La tigresse amie

 

 

Une tigresse qui désirait prendre un peu de repos au bord d'une rivière, fit une découverte étrange. Elle avait déjà vu des porcs-épics, mais celui-ci lui semblait fort petit, et ses aiguilles démesurément grandes en comparaison.

 

Du bout du nez, prenant bien garde de ne pas se blesser, elle le sentit. S'aventura ensuite à le pousser de sa lourde patte, elle se piqua un peu dans un premier temps, mais sa curiosité l'emportant, elle se prit à lui demander : « Mais qui est-tu donc ? », dans cette question, elle avait sans doute soufflé un peu trop. De l'endroit où elle avait envoyé promener la chose, une toute petite voix s'éleva : « Je suis l'oursin, je me suis égaré très loin de ma mer natale ! ».

 

-         Je me sens seul, mais fait attention je pique. Lui dit-il d'un air amusé, oseras tu régulièrement me parler ?

-         Si tu veux, mais fait très attention, je pourrais te manger.

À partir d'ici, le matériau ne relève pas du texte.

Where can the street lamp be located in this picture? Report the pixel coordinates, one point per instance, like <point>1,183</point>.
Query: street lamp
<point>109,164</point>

-         Aucune crainte, je suis insipide.

 

La tigresse n'en croyait rien et se dit : « Je pourrais sûrement m'en faire un ami ». Une abeille volant par là lui dit en passant « fais très attention à toi, tu pourrais t'en sortir meurtrie, une plaie pourrait s'infecter et t'emporter. Moi j'ai déjà vu quelqu'un goûter à cet animal et crois-moi, la forteresse qui l'entoure ne protège vraiment rien qu'on puisse butiner » ?

 

Elle revint tous les soirs, délaissant du fait sa famille. Certes elle s'en fit un ami, mais à quel prix ?

 

-         Veux-tu me gratter aujourd'hui ? Lui dit-il d'un air malheureux, j'avais demandé à la sauterelle, mais la méchante m'a laissé tomber, elle ne veut plus entendre parler de moi, juste parce qu'elle s'est un peu piquée, toi tu es tellement plus gentille et plus forte aussi, même si tu souffres, tu ne m'en tiens jamais rigueur, car tu sais que tu es ma seule compagnie.

 

C'était vrai, elle ne pouvait le laisser dans l'embarras, elle se piqua, le gratta. Et il lui dit :

 

« A demain ? N'oublies jamais que c'est toi qui veux me tenir compagnie, je ne t'oblige à rien surtout ! »

 

Rentrant chez elle, sa patte fort douloureuse, elle ne souffla mot à personne, laissa Monsieur Tigre chasser à sa place, se laissa nourrir et alla se coucher, ne fit rien dans l'attente du rendez-vous du soir. Elle savait qu'elle allait en souffrir, déguster, se disant qu'elle ne mangerait sans doute jamais l'oursin. Tant pis ! Savoir à quel point il devait protéger sa substance essentielle lui suffisait amplement, elle allait devenir son alliée, n'y trouvant que très peu de plaisir, mais sa loyauté l'obligeait à partager ses soirées.

 

Quand un jour, sa vieille amie la guenon lui souffla « Mais que fais-tu avec lui ? N'as-tu donc pas remarqué qu'il na rien à protéger ? Il a emprunté ses aiguilles au porc-épic défunt. Il se nourrit de ta souffrance, il n'a aucune originalité et te vide de ton énergie, il t'éloigne de ceux qui t'aiment vraiment. Ma pauvre amie, tu vas tout perdre à te lier à ce perfide animal. De plus je connais quelqu'un qui a déjà goûté ses frères, juste une crème nauséabonde salée à vomir, une bouchée et tu auras fini, regrettant déjà d'avoir cherché à l'ouvrir.

 

Au bout de maintes déconvenues et après quelques années d'errance, de questionnements, la tigresse avec un énorme soupir voyant au loin sa famille espérer son retour, décida d'enfin guérir de cette amitié morbide, d'un pas nonchalant elle reprit son chemin et se promit d'un dernier regard vers la chose hideuse, qu'elle n'y reviendrait jamais, tout en plaignant de tout son cœur la prochaine créature qui se laisserait prendre au piège.